Becoming what they oppose
There's a trope I like a lot in fiction when it's done well: characters who are so ardent in their pursuit of their goals that they end up using means that are antithetical to their ends. Often, for example, this appears in the context of people who are staunch advocates of freedom but who find themselves in power and end up feeling forced to institute totalitarian measures. Or, for another example, people who are upset about the inhumanity of androids end up treating the androids inhumanely.
It's such a common approach as to be almost a cliche, but for me it has a lot of resonance, when done well.
But for it to really work for me, I have to be willing to believe that the characters really are forced into the reprehensible actions; I have to really feel that, given who they are and their circumstances, they have no other choice. (Or, in some contexts, that they're carried away by emotion and aren't thinking clearly about the implications of their actions.)

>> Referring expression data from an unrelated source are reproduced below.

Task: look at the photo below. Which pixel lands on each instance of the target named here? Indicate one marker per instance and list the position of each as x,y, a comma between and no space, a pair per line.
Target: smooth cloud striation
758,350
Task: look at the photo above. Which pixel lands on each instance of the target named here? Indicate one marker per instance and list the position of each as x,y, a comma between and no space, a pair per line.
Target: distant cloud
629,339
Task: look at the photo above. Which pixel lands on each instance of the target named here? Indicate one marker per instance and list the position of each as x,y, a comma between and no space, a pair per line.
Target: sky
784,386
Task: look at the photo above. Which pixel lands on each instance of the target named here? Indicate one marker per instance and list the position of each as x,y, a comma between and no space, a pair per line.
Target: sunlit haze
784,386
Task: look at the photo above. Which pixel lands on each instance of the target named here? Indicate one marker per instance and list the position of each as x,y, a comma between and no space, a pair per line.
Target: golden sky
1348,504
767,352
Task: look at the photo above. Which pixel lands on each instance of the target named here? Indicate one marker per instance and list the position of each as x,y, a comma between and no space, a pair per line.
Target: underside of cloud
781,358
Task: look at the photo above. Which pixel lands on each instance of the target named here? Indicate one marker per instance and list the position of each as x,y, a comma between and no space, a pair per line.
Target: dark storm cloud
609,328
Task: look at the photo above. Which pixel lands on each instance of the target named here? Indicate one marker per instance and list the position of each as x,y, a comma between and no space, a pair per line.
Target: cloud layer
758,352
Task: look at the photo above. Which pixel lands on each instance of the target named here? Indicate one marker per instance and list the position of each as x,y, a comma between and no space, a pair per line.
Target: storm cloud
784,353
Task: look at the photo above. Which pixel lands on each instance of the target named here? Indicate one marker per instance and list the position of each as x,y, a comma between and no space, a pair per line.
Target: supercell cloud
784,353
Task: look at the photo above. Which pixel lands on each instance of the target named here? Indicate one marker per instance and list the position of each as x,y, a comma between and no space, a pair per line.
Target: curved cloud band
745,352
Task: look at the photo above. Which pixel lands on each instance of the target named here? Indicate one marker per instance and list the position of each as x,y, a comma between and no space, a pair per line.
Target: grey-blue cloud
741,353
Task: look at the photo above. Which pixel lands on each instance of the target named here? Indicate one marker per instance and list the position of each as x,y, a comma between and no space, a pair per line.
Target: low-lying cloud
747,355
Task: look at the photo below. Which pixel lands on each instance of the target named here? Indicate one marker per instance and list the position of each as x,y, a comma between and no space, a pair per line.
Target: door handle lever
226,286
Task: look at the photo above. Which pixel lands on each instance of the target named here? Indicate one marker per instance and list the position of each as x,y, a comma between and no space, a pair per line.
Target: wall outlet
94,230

And too often, the author doesn't give me quite enough to make me really feel that there's no other choice. Fairly often, I'm intellectually willing to believe that the character (for reasons that haven't been made clear to me) really feels there's no other choice, but in many of those cases, I don't know enough to really empathize with that feeling.
A specific example: I'm still enjoying Tigana tremendously, but I've reached a point where a protagonist does something that seems to me to be in opposition to their ideals, and although there are some justifications presented afterward (and although the protagonist feels very bad about doing it), imo the author didn't lay enough groundwork ahead of time to really get me to believe that this was necessary, and worth betraying their ideals. I suspect that part of what's going on is that the protagonists' ideals are not what I've been assuming they are--the protagonists are very much ends-justify-means people, and I'm used to protagonists who have noble goals being strongly opposed to using impure means. So I'm sure it's in character, and I'll probably end up willing to believe it's justified. But at the moment, it's bugging me a little.
(Wrote most of the above a few days ago. I've gotten further in the book and am now feeling that the action in question is a little more justified, but still feel that the author is failing to make the relevant counter-argument to the protagonists' justifications as strongly as I'd like. But it's not detracting much from my enjoyment of the book.)